Race, Gender, Media — Blog 5

The Fat Acceptance movement defines itself within its name: fat is okay. The obesity epidemic refers the United States’ population encroaching on a 40% obesity rate, and concerns related health risks. In other words, at a certain point, fat is not okay. Both movements claim health and wellbeing as their first priority, and seemingly feel they have stark facts in their favor. The closely associated belief systems take the same situation, interpret it incredibly differently, and come out with what many label as contradictory results.

Obesity-related illnesses remain well-documented and largely undisputed. However, these also need to be analyzed in accordance with other eating disorders. These are defined as “any of a range of psychological disorders characterized by abnormal or disturbed eating habits.” Disregarding health conditions not concerning eating decisions that involve weight gain, eating amounts so extreme that they lead to obvious health risks certainly sounds like an eating disorder. Eating disorders fall under the umbrella of respect and understanding deserved by all mental illnesses.

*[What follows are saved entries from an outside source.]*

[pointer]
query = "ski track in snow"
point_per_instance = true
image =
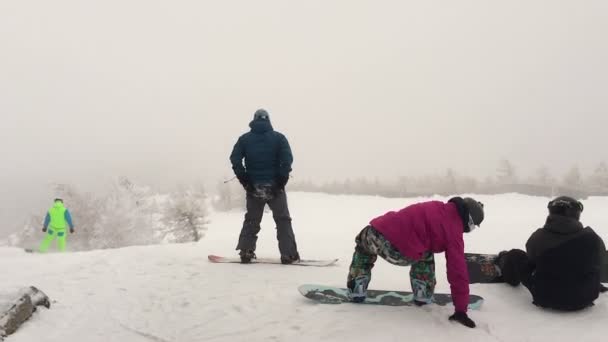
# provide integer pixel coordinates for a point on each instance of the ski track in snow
(171, 293)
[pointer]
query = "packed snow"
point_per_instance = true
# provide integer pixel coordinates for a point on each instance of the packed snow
(172, 293)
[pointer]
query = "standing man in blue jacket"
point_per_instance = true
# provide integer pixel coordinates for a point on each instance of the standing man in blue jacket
(265, 173)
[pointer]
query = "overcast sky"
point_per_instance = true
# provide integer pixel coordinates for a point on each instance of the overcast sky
(160, 90)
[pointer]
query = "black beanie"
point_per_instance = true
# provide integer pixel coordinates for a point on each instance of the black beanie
(475, 210)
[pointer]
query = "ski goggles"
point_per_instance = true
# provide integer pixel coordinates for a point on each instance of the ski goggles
(471, 224)
(567, 204)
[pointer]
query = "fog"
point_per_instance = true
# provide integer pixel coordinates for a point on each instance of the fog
(159, 91)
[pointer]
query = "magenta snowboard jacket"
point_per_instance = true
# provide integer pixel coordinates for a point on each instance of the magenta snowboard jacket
(430, 227)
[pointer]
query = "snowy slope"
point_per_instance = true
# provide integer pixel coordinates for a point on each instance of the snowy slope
(172, 293)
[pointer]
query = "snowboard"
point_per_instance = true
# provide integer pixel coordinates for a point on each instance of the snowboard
(482, 269)
(335, 295)
(303, 262)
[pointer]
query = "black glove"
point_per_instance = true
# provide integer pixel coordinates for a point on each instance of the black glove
(462, 318)
(243, 179)
(282, 181)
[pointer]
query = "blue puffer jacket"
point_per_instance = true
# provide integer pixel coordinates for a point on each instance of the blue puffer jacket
(266, 152)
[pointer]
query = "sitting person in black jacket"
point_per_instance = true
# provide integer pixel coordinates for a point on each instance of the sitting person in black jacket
(561, 268)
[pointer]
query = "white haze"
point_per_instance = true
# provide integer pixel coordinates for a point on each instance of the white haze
(160, 90)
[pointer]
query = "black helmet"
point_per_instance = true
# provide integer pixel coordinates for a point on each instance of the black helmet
(475, 210)
(261, 114)
(565, 206)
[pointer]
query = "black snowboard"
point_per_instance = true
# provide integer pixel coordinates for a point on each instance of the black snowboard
(483, 270)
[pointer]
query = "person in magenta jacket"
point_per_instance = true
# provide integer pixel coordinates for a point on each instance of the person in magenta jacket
(411, 237)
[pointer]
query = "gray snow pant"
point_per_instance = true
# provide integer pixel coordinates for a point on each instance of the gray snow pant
(277, 201)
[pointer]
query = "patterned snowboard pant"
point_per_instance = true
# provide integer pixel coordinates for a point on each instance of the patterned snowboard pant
(370, 243)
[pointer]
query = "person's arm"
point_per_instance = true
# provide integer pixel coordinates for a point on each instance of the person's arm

Furthermore, at their best, body acceptance movements are not about beauty. Body acceptance movements encourage people to see beyond their most shallow labels. Feminist movements have pointed out that women need to be seen attractive first in order to even continue on to other notable attributes. Body acceptance movements encourage people, likely women, to see themselves as whole beings beyond bodies to be kept at certain criterion for others.

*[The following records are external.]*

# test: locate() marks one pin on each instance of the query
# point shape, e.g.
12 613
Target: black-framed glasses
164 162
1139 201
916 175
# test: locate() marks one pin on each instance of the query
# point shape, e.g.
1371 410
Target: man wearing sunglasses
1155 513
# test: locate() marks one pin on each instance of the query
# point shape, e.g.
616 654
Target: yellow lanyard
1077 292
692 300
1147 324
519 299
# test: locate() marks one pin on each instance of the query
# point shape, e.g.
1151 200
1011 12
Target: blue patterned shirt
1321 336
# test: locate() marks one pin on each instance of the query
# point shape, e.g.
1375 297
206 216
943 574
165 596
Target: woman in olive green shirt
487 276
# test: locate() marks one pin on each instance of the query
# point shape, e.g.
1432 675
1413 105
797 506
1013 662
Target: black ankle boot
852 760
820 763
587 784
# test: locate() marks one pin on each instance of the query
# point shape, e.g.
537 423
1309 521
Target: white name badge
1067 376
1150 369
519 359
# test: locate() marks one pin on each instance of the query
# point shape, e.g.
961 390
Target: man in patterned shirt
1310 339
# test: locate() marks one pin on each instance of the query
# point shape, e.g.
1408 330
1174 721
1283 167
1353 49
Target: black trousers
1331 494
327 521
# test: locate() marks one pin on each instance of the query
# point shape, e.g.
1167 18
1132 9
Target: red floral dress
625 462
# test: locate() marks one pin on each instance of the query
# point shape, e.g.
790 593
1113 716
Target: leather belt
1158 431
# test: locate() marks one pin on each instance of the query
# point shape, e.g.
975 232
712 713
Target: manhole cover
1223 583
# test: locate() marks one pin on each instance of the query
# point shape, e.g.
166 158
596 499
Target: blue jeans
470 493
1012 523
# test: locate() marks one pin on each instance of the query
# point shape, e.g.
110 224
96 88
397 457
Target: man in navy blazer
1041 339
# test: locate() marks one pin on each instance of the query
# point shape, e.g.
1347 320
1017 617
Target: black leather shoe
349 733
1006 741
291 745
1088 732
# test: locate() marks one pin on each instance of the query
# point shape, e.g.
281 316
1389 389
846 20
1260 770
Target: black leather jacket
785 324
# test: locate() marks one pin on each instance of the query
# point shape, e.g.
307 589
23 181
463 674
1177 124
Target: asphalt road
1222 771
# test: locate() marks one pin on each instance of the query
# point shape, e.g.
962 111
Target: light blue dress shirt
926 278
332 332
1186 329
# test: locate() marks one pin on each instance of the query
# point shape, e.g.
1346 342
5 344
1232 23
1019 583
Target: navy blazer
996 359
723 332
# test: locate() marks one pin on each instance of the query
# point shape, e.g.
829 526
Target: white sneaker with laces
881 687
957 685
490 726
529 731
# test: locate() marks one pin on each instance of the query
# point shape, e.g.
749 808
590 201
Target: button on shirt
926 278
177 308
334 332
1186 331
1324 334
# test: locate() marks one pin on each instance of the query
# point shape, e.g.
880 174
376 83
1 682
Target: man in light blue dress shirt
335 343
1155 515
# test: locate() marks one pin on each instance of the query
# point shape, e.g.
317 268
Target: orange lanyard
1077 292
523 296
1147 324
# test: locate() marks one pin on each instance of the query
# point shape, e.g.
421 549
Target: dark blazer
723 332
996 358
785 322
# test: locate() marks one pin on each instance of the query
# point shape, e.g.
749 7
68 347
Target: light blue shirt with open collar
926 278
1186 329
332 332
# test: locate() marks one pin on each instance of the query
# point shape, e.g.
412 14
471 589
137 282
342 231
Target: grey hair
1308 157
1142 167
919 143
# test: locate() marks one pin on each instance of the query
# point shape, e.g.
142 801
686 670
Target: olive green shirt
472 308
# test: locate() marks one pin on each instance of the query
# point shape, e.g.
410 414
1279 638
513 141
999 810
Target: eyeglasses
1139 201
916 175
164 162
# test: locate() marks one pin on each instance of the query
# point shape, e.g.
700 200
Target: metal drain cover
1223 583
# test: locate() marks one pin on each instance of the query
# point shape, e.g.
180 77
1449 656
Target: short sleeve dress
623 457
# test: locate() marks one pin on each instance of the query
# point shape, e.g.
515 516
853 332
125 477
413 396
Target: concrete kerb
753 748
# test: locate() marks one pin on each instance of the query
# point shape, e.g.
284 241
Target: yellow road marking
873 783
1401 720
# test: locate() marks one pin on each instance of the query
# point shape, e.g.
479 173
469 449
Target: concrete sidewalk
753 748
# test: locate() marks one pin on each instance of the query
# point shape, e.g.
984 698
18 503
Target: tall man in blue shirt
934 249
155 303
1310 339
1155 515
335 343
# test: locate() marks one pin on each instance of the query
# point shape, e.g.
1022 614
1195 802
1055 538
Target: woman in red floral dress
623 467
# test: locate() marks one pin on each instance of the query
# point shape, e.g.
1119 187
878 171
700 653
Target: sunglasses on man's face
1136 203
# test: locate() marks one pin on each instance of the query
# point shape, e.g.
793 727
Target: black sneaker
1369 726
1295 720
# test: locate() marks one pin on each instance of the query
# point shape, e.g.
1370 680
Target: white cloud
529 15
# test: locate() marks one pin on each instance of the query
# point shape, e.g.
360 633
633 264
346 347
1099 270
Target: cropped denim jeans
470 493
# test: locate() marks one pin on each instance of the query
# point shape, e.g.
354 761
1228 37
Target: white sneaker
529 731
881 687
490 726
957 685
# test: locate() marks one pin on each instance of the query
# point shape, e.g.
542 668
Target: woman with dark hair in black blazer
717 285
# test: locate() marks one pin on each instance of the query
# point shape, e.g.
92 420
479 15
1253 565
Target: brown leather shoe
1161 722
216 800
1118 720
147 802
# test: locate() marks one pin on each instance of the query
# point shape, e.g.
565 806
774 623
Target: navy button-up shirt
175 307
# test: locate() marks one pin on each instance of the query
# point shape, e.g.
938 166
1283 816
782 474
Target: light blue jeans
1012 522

“Fat acceptance does not encourage people to be unhealthy: fat acceptance gives people the opportunity to cast off those constant negative jibes. It offers a space where fat people are allowed to be comfortable with their bodies, and to work from there — whether that means maintaining the same shape or changing it.“
~ Liverpool University Study

Positive movements encourage people to maintain and strive for their best selves. Who’s to say a person can’t love their body along the way, if part of that best self journey involves such physical change? In fact, a study at Liverpool University concluded that people exposed to Fat Acceptance are more likely to exercise and make strives for better mental health.

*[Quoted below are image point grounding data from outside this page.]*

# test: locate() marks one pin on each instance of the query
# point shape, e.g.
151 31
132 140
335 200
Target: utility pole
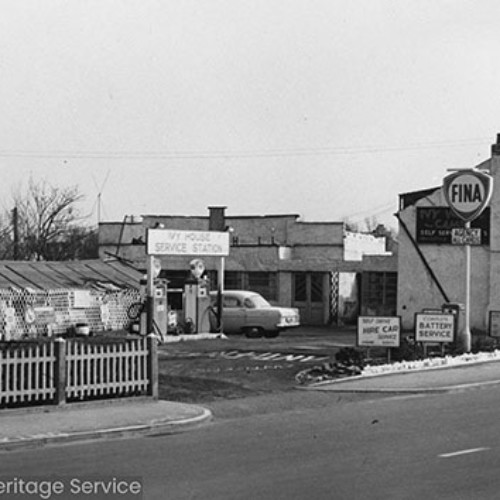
15 226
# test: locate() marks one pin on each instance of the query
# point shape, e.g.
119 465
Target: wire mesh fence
30 313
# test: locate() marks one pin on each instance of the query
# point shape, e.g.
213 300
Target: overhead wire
262 153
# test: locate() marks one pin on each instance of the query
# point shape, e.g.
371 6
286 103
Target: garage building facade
317 267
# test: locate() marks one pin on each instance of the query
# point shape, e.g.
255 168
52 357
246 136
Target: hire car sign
379 331
468 192
174 242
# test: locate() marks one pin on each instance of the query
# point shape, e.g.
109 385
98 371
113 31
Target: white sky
324 108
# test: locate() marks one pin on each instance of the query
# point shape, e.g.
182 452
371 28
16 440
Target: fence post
152 344
60 371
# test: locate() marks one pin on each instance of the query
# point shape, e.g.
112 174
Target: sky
328 109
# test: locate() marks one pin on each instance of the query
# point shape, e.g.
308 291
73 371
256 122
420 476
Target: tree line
41 222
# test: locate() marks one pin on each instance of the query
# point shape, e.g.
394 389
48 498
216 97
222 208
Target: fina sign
468 192
174 242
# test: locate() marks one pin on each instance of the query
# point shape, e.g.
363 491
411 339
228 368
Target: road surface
316 446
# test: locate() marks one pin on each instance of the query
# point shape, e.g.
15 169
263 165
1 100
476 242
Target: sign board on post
494 324
435 327
176 242
466 236
379 331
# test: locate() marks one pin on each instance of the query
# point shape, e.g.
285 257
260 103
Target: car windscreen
256 302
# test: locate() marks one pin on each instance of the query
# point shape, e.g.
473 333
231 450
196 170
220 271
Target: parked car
250 313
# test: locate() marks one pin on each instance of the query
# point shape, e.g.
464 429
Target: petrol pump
196 300
160 308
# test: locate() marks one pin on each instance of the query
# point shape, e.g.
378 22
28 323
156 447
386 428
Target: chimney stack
217 219
495 148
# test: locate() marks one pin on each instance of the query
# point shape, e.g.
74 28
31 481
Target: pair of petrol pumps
197 315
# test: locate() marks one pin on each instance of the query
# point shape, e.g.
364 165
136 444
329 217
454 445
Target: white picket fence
59 371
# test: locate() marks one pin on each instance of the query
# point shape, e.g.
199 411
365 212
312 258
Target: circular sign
468 192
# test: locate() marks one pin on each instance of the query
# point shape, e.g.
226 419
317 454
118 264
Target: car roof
236 293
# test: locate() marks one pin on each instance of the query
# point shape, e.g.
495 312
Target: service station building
431 263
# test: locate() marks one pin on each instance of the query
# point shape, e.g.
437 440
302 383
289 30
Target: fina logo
468 192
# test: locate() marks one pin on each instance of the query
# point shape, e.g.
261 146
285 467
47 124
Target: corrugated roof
68 274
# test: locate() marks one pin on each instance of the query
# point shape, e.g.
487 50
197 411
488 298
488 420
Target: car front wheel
253 332
271 334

“…it seems that we now have some solid evidence to support the idea that fat acceptance and body love are inherently linked to shaping a more healthy and positive lifestyle. The study, conducted by Eric Robinson of the Institute of Psychology at Liverpool University, shows that feelings of discrimination may be causing overweight people to comfort eat, therefore leading to weight gain. So perhaps — just perhaps — public humiliation isn’t the way to encourage healthy attitudes, after all.”
~The Independent

Thus, scratch or two beneath the surface shows that healthy attitudes prevail, and that the key to this is balance between physical health and mental health. The two movements have more overlap than may first appear.